Transactions

Implementing fault-tolerant mechanisms can be a significant undertaking for a developer. One way to achieve this is through the use of transactions, which allow multiple operations on multiple objects to be executed as a single unit.

Conceptually, a transaction is either committed (succeeds) or aborted (fails). This allows the application to ignore certain error scenarios and concurrency issues, as the transaction will either complete successfully or be rolled back, ensuring that the system maintains a consistent state. To further ensure the integrity of transactions, the ACID properties (atomicity, consistency, isolation, and durability) are often used. Atomicity helps prevent partial completion of transactions in the event of a fault, while consistency ensures that the data maintains certain invariants. Isolation ensures that concurrent transactions do not interfere with each other, and durability ensures that committed transactions are not lost, even in the event of a hardware failure or database crash.

In systems with leaderless replication, it is the responsibility of the application to handle errors and recover from them. One way to do this is through the use of transaction aborts, which allow for the safe retry of transactions in the event of an error. Overall, transactions are a powerful mechanism for ensuring the reliability and integrity of a system, and their use can greatly simplify the implementation of fault-tolerant mechanisms.

Weak Isolation Levels

Transaction isolation is a feature of databases that aims to hide concurrency issues such as race conditions, which occur when one transaction reads data that is concurrently modified by another transaction, or when two transactions try to simultaneously modify the same data.
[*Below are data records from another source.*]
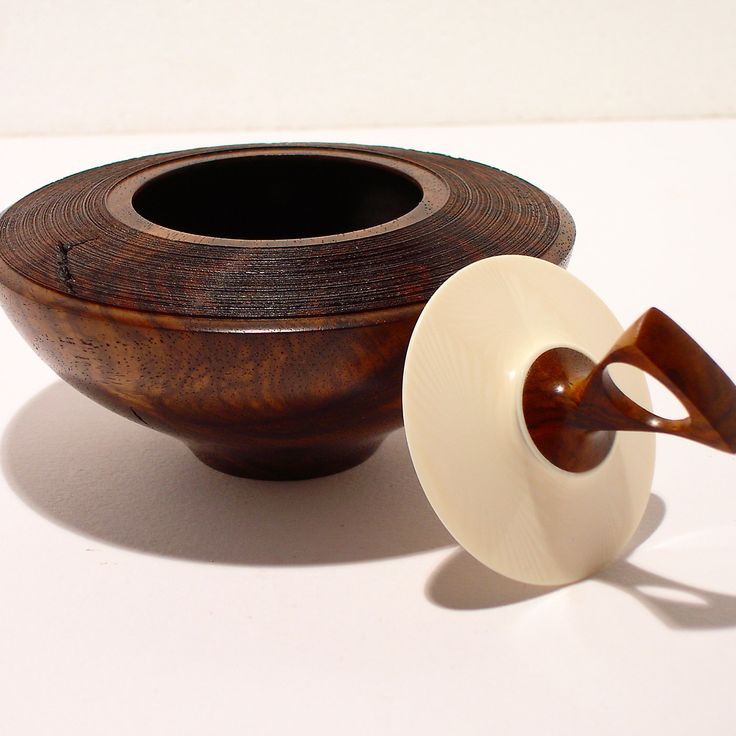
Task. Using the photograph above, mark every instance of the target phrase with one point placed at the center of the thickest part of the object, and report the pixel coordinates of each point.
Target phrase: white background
(141, 592)
(164, 65)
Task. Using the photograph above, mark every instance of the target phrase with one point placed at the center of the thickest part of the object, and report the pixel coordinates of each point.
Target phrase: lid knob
(572, 407)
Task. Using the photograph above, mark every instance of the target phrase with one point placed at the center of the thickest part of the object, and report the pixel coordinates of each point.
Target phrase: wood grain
(573, 408)
(278, 356)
While serializable isolation provides the highest level of protection against these issues, it comes with a performance cost. As a result, many systems opt for weaker levels of isolation that protect against some concurrency issues, but not all. Let's break down common weak isolation levels.

Read Committed

Read committed is a type of weak isolation level that provides two guarantees:

When reading from the database, you will only see data that has been committed (no dirty reads). This means that you will not see data that is in the process of being modified by another transaction.
When writing to the database, you will only overwrite data that has been committed (no dirty writes). This means that you will not overwrite data that is in the process of being modified by another transaction. To prevent dirty writes, most databases use row-level locks that hold the lock until the transaction is committed or aborted. Only one transaction can hold the lock for any given object at a time.

One potential issue with read committed is that requiring read locks does not work well in practice, as a long-running write transaction can force many read-only transactions to wait. To address this issue, many databases remember both the old committed value and the new value set by the transaction that currently holds the write lock. While the transaction is ongoing, any other transactions that read the object are simply given the old value. This allows read-only transactions to proceed without being blocked by write transactions.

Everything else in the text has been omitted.